For the first time, a reinforcement algorithm called normalized advantage function (NAF) algorithm has been applied as a model-free reinforcement learning method to regulate the blood glucose level of type-2 diabetic patients through subcutaneous injection. The algorithm has been designed and developed in a model-free approach to avoid additional inaccuracies and parameter uncertainty introduced by the mathematical models of the glucoregulatory system. Insulin doses constitute the control action that is designed to be stated directly in clinical language with the unit IU. In this regard, a new environment state is considered in addition to the glucose level to take into account the delayed effect of insulin elimination under the skin. Finally, a simple but practical reward function is developed to be used with the NAF algorithm to correct the glucose level and maintain it in the desired range.
The simulation environment was set up to imitate the basal-bolus process accurately. Results for 30 days of simulation of the designed controller on three different average virtual patients verify the feasibility and effectiveness of the method and reveal our proposed controller's learning ability. Moreover, as the insulin elimination dynamic was taken into account, a more complete and more realistic model than the previously studied models has emerged.
NAF has proved a promising control approach, able to successfully regulate and significantly reduce the fluctuation of the blood glucose without meal announcements, compared to standard optimized open-loop basal-bolus therapies. The method and its results, which are directly in the clinical language, are applicable in real-time clinical situations.
2 型糖尿病的特征是人体的胰岛素抵抗和胰岛素分泌受损。人们通过自动化控制工具来控制和降低血糖,以提高精度和效率并减少人为错误,在这方面已经做出了许多努力。最近,强化学习算法在智能控制领域被证明具有强大的能力,这也是本研究的动机。

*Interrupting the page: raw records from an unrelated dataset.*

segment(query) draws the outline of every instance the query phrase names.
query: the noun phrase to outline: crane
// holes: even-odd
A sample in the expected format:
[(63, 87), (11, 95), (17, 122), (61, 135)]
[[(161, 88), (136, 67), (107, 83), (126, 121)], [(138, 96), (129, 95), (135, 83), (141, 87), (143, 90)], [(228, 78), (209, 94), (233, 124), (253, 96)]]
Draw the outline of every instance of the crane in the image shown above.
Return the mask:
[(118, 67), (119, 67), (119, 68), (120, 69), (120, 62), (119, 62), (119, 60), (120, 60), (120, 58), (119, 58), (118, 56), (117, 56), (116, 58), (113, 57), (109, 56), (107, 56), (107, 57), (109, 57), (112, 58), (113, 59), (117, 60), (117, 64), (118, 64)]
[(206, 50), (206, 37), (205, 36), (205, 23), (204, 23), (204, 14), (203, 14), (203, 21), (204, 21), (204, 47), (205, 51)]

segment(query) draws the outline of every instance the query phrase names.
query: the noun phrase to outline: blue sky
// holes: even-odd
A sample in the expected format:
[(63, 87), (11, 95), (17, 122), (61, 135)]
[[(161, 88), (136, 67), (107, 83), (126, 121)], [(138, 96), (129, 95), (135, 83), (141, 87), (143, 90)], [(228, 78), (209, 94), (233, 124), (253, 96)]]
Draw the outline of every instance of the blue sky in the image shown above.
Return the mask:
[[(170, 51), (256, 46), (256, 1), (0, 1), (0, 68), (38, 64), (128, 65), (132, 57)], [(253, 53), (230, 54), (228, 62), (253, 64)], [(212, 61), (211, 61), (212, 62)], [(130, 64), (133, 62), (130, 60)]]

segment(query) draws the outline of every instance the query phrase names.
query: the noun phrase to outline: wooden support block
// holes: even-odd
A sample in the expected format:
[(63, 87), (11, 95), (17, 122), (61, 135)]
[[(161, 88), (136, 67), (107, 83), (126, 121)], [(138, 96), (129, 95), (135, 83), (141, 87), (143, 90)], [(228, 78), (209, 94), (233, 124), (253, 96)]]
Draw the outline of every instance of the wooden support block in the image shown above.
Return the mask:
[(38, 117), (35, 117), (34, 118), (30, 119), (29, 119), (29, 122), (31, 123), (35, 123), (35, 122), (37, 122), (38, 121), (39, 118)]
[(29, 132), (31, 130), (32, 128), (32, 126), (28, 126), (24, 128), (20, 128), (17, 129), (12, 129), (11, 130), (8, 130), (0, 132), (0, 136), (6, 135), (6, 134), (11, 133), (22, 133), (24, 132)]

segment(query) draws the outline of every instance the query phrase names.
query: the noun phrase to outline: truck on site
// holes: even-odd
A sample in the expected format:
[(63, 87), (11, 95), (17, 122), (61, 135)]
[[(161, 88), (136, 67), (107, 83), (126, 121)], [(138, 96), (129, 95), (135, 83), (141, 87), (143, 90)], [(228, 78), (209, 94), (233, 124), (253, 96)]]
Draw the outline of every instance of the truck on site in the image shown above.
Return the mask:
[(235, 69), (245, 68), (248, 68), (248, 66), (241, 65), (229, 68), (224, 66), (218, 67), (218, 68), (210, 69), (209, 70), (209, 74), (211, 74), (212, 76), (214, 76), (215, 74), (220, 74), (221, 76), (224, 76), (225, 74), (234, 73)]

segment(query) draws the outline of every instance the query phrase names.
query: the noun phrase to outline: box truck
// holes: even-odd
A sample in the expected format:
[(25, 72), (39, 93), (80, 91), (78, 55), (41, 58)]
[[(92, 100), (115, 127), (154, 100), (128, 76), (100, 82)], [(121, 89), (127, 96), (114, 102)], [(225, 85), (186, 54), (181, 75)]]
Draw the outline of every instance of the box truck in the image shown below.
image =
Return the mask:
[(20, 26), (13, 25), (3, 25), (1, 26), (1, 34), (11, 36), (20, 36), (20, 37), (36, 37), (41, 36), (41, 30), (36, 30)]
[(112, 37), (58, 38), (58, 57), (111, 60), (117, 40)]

首次将一种称为归一化优势函数(NAF)算法的强化算法应用于通过皮下注射调节 2 型糖尿病患者的血糖水平的模型自由强化学习方法。该算法是在模型自由的方法中设计和开发的,以避免葡萄糖调节系统的数学模型引入的额外不准确性和参数不确定性。胰岛素剂量构成了控制作用,设计为直接用单位 IU 以临床语言表示。在这方面,除了葡萄糖水平外,还考虑了皮肤下胰岛素消除的延迟效应,引入了一个新的环境状态。最后,开发了一个简单但实用的奖励函数,与 NAF 算法一起用于校正血糖水平并将其维持在所需范围内。
模拟环境被设置为准确模拟基础-波状过程。对三个不同平均虚拟患者的设计控制器 30 天模拟的结果验证了该方法的可行性和有效性,并揭示了我们提出的控制器的学习能力。此外,由于考虑了胰岛素消除动力学,出现了比以前研究的模型更完整和更现实的模型。
与标准优化开环基础-波状疗法相比,NAF 已被证明是一种很有前途的控制方法,能够成功调节和显著降低血糖波动,而无需进食通知。该方法及其直接在临床语言中的结果适用于实时临床情况。